The report also recommends that the UK suggests to its AUKUS partners (USA/Australia) that Japan and South Korea should be invited to join the pact, and that the UK should consider being part of the Quadrilateral Security Dialogue (QUAD) – the loose naval agreement between the USA, Japan, Australia and India.
This would gel with what is emerging in the Pacific. The QUAD and AUKUS are just two of a raft of agreements designed to block China’s gradualist approach to controlling first the South China Sea, then the East China Sea, followed by the Western Pacific. On Aug 18, President Biden hosted the leader of South Korea and Japan at Camp David. The talks were aimed at creating a common security agenda and they agreed to a coordinated response to “regional challenges, provocations, and threats”. For South Korea and Japan to come together in this manner is remarkable and illustrates their levels of anxiety about China’s intentions. The Philippines has recently signed an agreement with the US granting Washington extra basing rights and Manila is building relationships between its senior military commanders and their counterparts in the US and Japan. The Philippines recently conducted its first joint naval drills with Australia, and earlier this summer Malaysia and Singapore participated in US led exercises.
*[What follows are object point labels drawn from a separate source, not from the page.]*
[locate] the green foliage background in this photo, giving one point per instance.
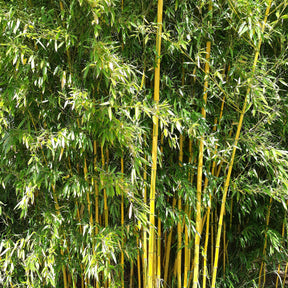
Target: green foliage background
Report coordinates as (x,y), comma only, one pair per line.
(74,72)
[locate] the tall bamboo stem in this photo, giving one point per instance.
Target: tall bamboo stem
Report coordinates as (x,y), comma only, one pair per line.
(151,265)
(227,181)
(200,169)
(263,263)
(179,225)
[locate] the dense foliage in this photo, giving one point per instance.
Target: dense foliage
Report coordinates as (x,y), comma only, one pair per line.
(77,121)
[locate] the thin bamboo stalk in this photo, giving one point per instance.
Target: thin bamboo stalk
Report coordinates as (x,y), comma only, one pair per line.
(56,205)
(282,234)
(200,169)
(227,181)
(122,228)
(159,235)
(263,263)
(151,264)
(168,248)
(179,224)
(208,215)
(131,274)
(145,254)
(285,275)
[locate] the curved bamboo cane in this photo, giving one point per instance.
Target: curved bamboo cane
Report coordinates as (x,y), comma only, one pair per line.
(227,181)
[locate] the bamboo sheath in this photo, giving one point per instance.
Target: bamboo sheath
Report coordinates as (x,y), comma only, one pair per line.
(227,181)
(154,148)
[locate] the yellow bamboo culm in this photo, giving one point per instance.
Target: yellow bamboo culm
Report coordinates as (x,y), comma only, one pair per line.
(168,248)
(151,264)
(208,215)
(200,170)
(263,263)
(179,224)
(282,234)
(96,191)
(227,181)
(159,235)
(144,257)
(122,228)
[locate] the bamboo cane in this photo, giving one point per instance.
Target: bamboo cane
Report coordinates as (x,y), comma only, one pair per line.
(227,181)
(263,263)
(282,234)
(96,191)
(208,214)
(56,205)
(200,169)
(154,146)
(131,274)
(122,228)
(179,224)
(144,257)
(168,248)
(159,235)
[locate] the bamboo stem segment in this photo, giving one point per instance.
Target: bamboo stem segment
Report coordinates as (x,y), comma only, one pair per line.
(151,264)
(227,181)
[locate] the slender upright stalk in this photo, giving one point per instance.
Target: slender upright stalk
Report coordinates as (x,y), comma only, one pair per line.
(168,248)
(96,190)
(154,147)
(179,225)
(263,264)
(200,170)
(227,181)
(282,234)
(144,257)
(122,228)
(159,232)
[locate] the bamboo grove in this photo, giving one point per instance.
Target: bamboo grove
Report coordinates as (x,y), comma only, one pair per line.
(143,143)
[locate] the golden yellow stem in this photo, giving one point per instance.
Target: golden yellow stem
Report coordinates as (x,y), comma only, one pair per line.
(200,170)
(179,225)
(131,274)
(227,181)
(263,264)
(151,264)
(168,248)
(122,228)
(282,234)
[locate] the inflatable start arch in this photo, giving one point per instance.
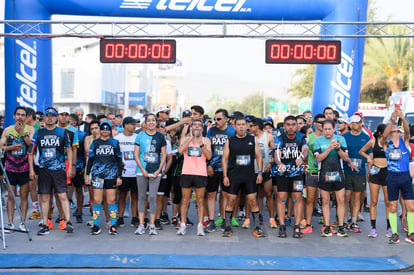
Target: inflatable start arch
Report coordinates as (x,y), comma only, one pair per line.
(28,61)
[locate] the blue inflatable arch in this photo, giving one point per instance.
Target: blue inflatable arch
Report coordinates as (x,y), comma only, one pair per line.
(28,61)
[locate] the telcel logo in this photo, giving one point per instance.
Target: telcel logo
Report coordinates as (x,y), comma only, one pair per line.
(200,5)
(343,84)
(27,74)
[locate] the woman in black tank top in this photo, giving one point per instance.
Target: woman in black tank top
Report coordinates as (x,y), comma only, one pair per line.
(377,174)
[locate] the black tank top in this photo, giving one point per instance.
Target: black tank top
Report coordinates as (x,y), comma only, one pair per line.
(241,159)
(377,151)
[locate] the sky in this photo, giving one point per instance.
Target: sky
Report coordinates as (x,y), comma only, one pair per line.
(236,67)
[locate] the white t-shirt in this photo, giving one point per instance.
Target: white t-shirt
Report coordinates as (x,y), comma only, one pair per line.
(127,145)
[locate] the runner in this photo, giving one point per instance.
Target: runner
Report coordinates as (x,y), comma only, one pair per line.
(398,178)
(52,141)
(218,136)
(312,176)
(330,150)
(377,175)
(150,155)
(355,179)
(266,144)
(238,172)
(196,150)
(129,180)
(15,141)
(291,150)
(103,172)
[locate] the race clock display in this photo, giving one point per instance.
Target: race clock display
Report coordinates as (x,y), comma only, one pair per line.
(303,51)
(137,51)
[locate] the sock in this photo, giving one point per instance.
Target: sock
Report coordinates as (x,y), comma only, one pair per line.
(393,222)
(410,222)
(127,206)
(112,208)
(228,216)
(36,206)
(97,208)
(255,217)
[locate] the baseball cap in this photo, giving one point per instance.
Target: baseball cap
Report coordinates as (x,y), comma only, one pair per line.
(129,120)
(62,110)
(163,108)
(359,114)
(186,113)
(355,118)
(50,111)
(105,125)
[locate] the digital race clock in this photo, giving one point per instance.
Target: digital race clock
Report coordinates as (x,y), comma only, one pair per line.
(137,51)
(303,51)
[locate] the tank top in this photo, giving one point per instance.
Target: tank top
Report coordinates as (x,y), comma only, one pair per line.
(241,159)
(377,151)
(398,158)
(265,150)
(194,161)
(17,160)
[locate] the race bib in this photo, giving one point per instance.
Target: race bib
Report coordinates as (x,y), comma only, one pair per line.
(128,155)
(395,154)
(374,170)
(49,153)
(218,150)
(194,152)
(332,177)
(298,185)
(356,162)
(242,160)
(97,183)
(151,157)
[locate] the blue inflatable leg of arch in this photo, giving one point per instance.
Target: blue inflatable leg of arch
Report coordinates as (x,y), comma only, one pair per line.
(28,62)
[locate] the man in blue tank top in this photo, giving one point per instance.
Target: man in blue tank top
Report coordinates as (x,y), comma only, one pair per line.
(398,178)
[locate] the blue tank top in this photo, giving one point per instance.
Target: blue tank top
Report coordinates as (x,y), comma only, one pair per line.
(398,158)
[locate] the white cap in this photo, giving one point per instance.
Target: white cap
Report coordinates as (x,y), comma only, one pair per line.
(355,118)
(62,110)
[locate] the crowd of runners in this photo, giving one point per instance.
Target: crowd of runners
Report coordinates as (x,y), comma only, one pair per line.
(149,168)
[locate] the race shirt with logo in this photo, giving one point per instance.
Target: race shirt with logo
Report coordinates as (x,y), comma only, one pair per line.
(312,162)
(17,160)
(127,144)
(218,138)
(355,143)
(105,159)
(51,145)
(149,151)
(331,168)
(241,159)
(398,157)
(80,156)
(290,150)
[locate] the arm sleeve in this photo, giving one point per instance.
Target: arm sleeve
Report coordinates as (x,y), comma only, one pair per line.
(90,158)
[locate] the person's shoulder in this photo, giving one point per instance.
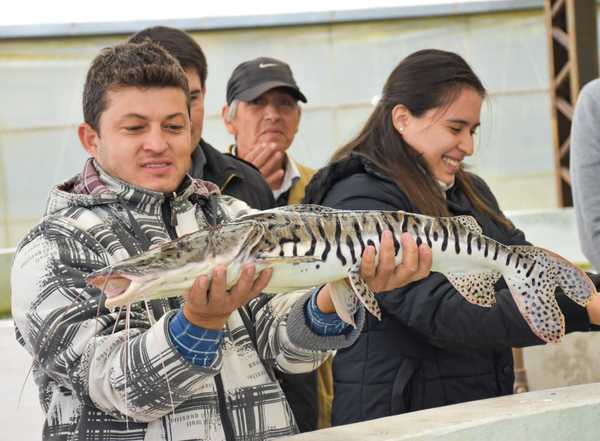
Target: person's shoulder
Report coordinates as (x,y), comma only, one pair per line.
(216,159)
(219,164)
(366,186)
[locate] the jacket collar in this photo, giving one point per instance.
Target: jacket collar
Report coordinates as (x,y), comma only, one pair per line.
(94,186)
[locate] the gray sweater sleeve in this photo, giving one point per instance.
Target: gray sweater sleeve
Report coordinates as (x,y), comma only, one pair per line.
(585,170)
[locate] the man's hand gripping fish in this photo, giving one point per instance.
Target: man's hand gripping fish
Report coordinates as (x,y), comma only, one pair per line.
(309,245)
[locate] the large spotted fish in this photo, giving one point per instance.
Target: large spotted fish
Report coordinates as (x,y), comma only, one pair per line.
(311,245)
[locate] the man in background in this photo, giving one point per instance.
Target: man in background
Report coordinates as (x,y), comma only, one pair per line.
(234,176)
(262,113)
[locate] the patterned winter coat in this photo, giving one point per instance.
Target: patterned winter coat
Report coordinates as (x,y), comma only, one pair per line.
(103,376)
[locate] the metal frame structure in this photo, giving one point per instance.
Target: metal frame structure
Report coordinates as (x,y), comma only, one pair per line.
(573,61)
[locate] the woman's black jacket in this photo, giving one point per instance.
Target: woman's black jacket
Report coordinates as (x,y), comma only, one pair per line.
(432,347)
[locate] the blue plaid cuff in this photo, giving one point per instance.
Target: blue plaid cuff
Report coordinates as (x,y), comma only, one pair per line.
(322,324)
(197,345)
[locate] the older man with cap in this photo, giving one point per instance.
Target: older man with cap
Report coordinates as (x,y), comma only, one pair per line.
(262,113)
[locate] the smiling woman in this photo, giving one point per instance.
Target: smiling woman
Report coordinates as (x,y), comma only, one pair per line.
(432,348)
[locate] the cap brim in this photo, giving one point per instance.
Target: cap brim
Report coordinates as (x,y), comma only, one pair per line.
(258,90)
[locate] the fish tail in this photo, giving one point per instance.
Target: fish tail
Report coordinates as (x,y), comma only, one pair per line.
(533,281)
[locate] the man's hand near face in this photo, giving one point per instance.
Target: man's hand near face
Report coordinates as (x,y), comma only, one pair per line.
(268,157)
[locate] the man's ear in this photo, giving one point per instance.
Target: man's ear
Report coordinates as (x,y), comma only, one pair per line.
(400,117)
(229,125)
(88,137)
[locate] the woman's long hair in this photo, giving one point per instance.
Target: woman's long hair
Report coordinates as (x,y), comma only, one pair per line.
(424,80)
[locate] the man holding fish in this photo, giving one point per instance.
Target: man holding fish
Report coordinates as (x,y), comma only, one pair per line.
(163,369)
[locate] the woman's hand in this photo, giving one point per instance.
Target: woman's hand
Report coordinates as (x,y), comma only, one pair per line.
(386,275)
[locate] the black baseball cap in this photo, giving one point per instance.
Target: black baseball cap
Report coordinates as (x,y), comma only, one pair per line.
(251,79)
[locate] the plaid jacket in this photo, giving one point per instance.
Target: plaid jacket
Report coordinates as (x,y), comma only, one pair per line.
(105,376)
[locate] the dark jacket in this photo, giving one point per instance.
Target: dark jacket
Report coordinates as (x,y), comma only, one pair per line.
(432,347)
(235,177)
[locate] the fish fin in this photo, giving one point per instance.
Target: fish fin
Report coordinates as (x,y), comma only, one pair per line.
(535,299)
(364,293)
(574,282)
(476,287)
(344,300)
(468,222)
(293,260)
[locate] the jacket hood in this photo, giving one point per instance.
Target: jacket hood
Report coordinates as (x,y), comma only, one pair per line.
(94,186)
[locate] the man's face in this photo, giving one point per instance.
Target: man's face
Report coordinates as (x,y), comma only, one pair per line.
(143,138)
(272,118)
(197,104)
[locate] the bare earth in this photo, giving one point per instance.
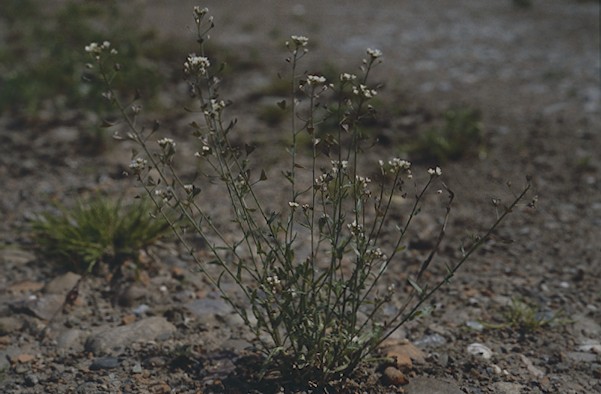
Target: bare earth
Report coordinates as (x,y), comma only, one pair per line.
(534,74)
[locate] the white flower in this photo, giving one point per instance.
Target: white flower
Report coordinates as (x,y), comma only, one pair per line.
(138,164)
(364,91)
(374,53)
(399,164)
(339,165)
(345,77)
(299,41)
(166,142)
(315,80)
(435,171)
(196,65)
(200,12)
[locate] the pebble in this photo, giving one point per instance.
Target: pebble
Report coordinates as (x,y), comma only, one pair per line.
(584,357)
(534,371)
(47,306)
(208,308)
(69,339)
(137,368)
(479,349)
(507,388)
(394,377)
(433,340)
(9,325)
(104,363)
(31,380)
(423,385)
(474,325)
(115,338)
(62,284)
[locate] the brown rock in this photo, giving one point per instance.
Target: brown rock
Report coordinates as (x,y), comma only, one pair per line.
(62,284)
(26,286)
(24,358)
(402,359)
(394,377)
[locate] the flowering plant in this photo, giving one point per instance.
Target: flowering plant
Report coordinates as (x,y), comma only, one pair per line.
(310,272)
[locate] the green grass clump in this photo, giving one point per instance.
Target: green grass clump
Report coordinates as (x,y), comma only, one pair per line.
(101,230)
(461,134)
(41,56)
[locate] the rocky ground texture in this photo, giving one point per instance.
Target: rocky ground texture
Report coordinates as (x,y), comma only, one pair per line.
(534,75)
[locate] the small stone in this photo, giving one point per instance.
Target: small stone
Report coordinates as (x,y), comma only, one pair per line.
(423,385)
(474,325)
(46,306)
(433,340)
(394,377)
(104,363)
(69,339)
(128,319)
(132,294)
(26,286)
(536,372)
(116,338)
(582,357)
(479,349)
(402,360)
(62,284)
(31,380)
(9,325)
(24,358)
(507,388)
(137,368)
(405,352)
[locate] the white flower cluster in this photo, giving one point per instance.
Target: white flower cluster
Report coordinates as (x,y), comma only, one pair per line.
(435,171)
(200,12)
(315,80)
(339,165)
(364,91)
(166,142)
(376,253)
(214,108)
(362,183)
(298,41)
(165,194)
(274,282)
(374,53)
(138,164)
(196,65)
(96,49)
(346,77)
(355,228)
(395,165)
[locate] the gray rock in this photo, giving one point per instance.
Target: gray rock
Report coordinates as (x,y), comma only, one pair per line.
(423,385)
(10,324)
(208,308)
(104,363)
(507,388)
(62,284)
(69,339)
(112,339)
(46,306)
(582,357)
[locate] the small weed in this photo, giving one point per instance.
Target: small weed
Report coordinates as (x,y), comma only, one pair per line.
(101,230)
(46,46)
(308,270)
(524,317)
(462,133)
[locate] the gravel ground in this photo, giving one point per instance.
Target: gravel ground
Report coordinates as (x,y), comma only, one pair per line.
(534,75)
This web of agreements and alliances has more long-term significance than next week’s G20 even if, individually, they make fewer headlines. For the UK not to have an interest here would be foolish, and to have an interest includes knowing more about China.
This is why it is wrong both to criticise the UK for engaging with Beijing this week, and to heap scorn on what is often called “delusions of grandeur”. A second-tier power arguing for a second-tier role in the most important economic, diplomatic, and military region in the world is not delusional.
Over the past year, the foreign ministers of the Netherlands, Spain, Poland, Hungary, Germany, Denmark, Slovenia, and many other countries have made the trip to China. None of them was spotted kowtowing.